"Parthes, Mèdes, Elamites, ceux qui habitent...." cette longue liste de noms peut nous paraître bien ennuyeuse; ne vaudrait-il pas mieux la sauter? Il serait tentant de le faire. Si nous le faisons, nous nous simplifions évidemment la tâche, mais nous appauvrissons aussi gravement ce récit. Nous l'aurions même amputé d'un élément essentiel. Un élément qui montre que, dès ses débuts, la communauté chrétienne, l'Eglise, a été une réalité interculturelle, internationale, interlinguistique. Dès Pentecôte, l'oeuvre de Dieu n'est pas (ou plus) limitée à un seul peuple. Il y a toute une ouverture, tout un élargissement. II faudra du reste du temps aux premiers chrétiens - tant c'est nouveau - pour s'en rendre compte. Le livre des Actes montre cet élargissement (Actes 1.8).

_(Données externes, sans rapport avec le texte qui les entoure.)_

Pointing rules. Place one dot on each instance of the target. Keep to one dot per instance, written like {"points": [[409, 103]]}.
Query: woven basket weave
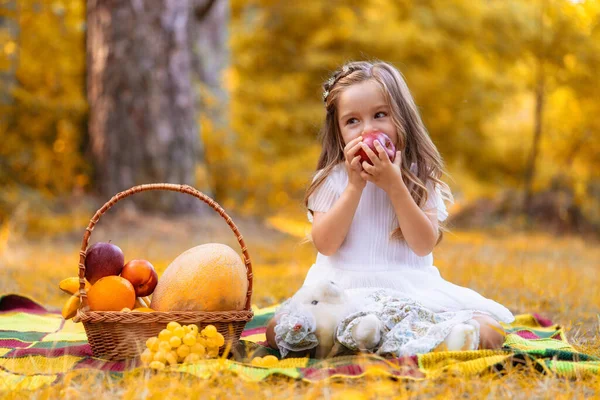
{"points": [[117, 335]]}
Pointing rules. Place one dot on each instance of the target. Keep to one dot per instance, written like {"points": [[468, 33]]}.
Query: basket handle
{"points": [[160, 186]]}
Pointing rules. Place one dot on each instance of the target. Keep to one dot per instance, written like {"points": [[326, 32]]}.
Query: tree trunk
{"points": [[142, 125], [538, 117]]}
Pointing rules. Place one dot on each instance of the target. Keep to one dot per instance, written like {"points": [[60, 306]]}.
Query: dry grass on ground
{"points": [[557, 277]]}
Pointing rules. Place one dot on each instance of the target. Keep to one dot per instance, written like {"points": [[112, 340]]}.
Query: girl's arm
{"points": [[420, 229], [330, 229]]}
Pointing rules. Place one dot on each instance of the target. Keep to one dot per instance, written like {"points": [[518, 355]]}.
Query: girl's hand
{"points": [[353, 167], [383, 172]]}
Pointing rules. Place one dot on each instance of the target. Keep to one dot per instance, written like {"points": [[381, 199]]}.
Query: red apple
{"points": [[103, 259], [142, 276], [369, 139]]}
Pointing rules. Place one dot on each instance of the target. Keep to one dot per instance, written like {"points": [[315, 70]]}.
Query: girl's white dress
{"points": [[369, 257]]}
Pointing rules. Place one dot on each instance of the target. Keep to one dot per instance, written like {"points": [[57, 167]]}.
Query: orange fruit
{"points": [[111, 293]]}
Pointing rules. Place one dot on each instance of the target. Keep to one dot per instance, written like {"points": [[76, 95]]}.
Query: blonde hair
{"points": [[413, 140]]}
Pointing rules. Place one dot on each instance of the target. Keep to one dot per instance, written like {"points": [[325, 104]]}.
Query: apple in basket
{"points": [[142, 276], [103, 259], [370, 138]]}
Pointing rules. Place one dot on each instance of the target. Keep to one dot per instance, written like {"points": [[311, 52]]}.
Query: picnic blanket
{"points": [[38, 348]]}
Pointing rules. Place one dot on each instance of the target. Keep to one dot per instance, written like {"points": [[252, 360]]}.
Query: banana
{"points": [[71, 285]]}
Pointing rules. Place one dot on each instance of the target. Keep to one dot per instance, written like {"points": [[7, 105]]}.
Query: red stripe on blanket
{"points": [[255, 331], [83, 350], [11, 343], [14, 302], [544, 322], [527, 335], [112, 366]]}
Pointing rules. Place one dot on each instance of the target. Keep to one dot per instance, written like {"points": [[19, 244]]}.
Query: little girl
{"points": [[376, 225]]}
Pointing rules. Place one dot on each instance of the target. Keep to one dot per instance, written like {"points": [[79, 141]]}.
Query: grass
{"points": [[527, 272]]}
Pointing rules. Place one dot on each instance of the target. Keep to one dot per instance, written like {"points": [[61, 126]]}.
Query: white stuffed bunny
{"points": [[328, 317]]}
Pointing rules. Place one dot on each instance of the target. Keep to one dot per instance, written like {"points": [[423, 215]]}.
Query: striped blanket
{"points": [[38, 347]]}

Dans ce même ordre d'idées, ce qui est remarquable aussi, c'est que l'action du Saint-Esprit - venu ce jour-là - est liée à la transmission d'un message et d'un message qui passe en diverses langues. Ce qui me ferait volontiers dire que le Saint-Esprit est un traducteur. Il n'invente rien; il ne fait rien de nouveau, puisque tout a été accompli par Jésus-Christ; mais le Saint-Esprit se charge de le transmettre, de le monnayer, de le "traduire" dans les faits. Il a la responsabilité de traduire l'Evangile dans les circonstances de notre vie quotidienne. Il a d'autre part la responsabilité de le traduire aussi dans d'autres langues et dans d'autres cultures. Ainsi, l'action du Saint-Esprit est liée au message biblique, non pas d'une manière rigide et formelle, mais d'une manière vivante. Chacun comprend le message dans sa propre langue. Voici un progrès immense, une nouveauté sans précédent!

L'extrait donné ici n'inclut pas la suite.